A lot of talk online focuses on insane damage numbers. That content is fun, but you still need a stable plan. The best starting move is making the weapon first with strong multipliers. After that, run a few normal fights and feel the timing. If the hits feel too fast for your rhythm, change your setup. If the hits feel great, lean into it. Runes and upgrades matter later. Destructoid notes that rune slots come through the upgrade path, with more slots showing up after upgrades. So a slow and steady upgrade plan keeps your weapon usable while you build it out. One thing you can try is keeping one build path focused on steady damage and one on speed, then compare in real fights. Your hands will tell you which one feels better.

When Dark Knight’s Gauntlets Feel Weak

Every melee weapon has a downside. The range is 6 studs, so positioning matters. If your movement is off, you get punished. Crowd fights can feel messy because you must stay in close. Some enemies also punish contact with fast hits, so a safer long range weapon can feel better for those moments. This weapon is best when your movement is clean and your fights stay controlled.
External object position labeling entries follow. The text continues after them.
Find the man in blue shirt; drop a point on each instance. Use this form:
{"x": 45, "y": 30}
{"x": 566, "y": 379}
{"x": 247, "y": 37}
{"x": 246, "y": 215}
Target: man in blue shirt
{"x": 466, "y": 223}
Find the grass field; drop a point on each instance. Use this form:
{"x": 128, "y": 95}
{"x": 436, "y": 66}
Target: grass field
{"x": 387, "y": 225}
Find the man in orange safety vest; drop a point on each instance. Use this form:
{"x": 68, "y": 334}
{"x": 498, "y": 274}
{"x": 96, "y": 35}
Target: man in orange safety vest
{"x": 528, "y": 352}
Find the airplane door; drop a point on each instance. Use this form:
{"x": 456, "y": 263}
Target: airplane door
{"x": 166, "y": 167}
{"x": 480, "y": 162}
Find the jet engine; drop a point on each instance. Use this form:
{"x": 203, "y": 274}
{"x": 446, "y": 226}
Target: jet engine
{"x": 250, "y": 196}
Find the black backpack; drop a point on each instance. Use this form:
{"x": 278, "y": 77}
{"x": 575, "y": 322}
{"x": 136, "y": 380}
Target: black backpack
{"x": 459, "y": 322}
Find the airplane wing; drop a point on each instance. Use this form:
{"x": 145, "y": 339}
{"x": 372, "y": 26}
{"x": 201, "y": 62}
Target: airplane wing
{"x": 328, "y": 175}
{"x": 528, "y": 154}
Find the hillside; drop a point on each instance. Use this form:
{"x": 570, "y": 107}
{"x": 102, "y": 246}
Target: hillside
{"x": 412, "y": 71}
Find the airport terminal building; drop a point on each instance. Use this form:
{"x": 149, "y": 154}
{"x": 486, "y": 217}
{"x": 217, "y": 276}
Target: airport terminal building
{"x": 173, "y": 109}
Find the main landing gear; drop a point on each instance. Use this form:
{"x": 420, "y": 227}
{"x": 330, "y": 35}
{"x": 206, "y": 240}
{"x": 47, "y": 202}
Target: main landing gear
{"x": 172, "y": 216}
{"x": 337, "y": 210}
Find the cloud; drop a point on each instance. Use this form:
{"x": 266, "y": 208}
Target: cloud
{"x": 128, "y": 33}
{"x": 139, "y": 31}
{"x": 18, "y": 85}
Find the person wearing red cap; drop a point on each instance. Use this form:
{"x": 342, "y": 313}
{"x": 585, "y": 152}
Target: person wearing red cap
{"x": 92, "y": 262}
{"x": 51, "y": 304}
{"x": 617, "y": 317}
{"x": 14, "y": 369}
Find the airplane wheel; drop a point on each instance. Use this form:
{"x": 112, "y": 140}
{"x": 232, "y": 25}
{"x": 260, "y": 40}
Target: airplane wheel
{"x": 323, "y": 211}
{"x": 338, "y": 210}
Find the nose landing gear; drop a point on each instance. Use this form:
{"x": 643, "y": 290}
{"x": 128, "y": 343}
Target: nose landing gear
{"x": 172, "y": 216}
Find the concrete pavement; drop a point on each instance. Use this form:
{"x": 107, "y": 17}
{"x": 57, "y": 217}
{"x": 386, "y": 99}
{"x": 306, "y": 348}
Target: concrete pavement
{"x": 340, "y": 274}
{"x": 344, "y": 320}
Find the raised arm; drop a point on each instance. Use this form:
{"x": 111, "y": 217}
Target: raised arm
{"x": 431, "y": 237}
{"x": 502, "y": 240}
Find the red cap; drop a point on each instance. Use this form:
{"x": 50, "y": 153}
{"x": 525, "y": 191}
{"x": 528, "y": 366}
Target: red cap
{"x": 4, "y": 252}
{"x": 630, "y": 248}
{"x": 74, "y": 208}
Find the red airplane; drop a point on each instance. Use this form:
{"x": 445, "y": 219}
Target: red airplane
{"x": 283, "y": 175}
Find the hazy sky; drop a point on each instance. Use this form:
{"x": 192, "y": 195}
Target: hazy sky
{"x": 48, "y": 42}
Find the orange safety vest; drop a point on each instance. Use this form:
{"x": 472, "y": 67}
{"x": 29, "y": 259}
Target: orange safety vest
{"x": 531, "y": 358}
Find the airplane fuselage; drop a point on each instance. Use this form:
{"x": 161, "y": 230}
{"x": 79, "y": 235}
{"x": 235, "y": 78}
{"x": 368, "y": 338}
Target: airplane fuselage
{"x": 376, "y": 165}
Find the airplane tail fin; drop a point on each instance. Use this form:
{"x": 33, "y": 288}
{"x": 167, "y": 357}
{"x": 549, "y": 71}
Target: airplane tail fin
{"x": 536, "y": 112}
A Fast Summary to Keep in Mind

Dark Knight’s Gauntlets give 10 base damage with a 0.47s attack speed and 6 studs range. Getting it involves a Hidden Maze Event shop purchase at $200,000 and then a Furnace craft. Crafting is a two roll process. Category roll first, then the gauntlet roll. Ore count changes the category chance. Seven ores show 20% for gauntlet. Nine ores show 65%. If you prep cash and ores first, the grind feels fair. If you rush it, it feels painful.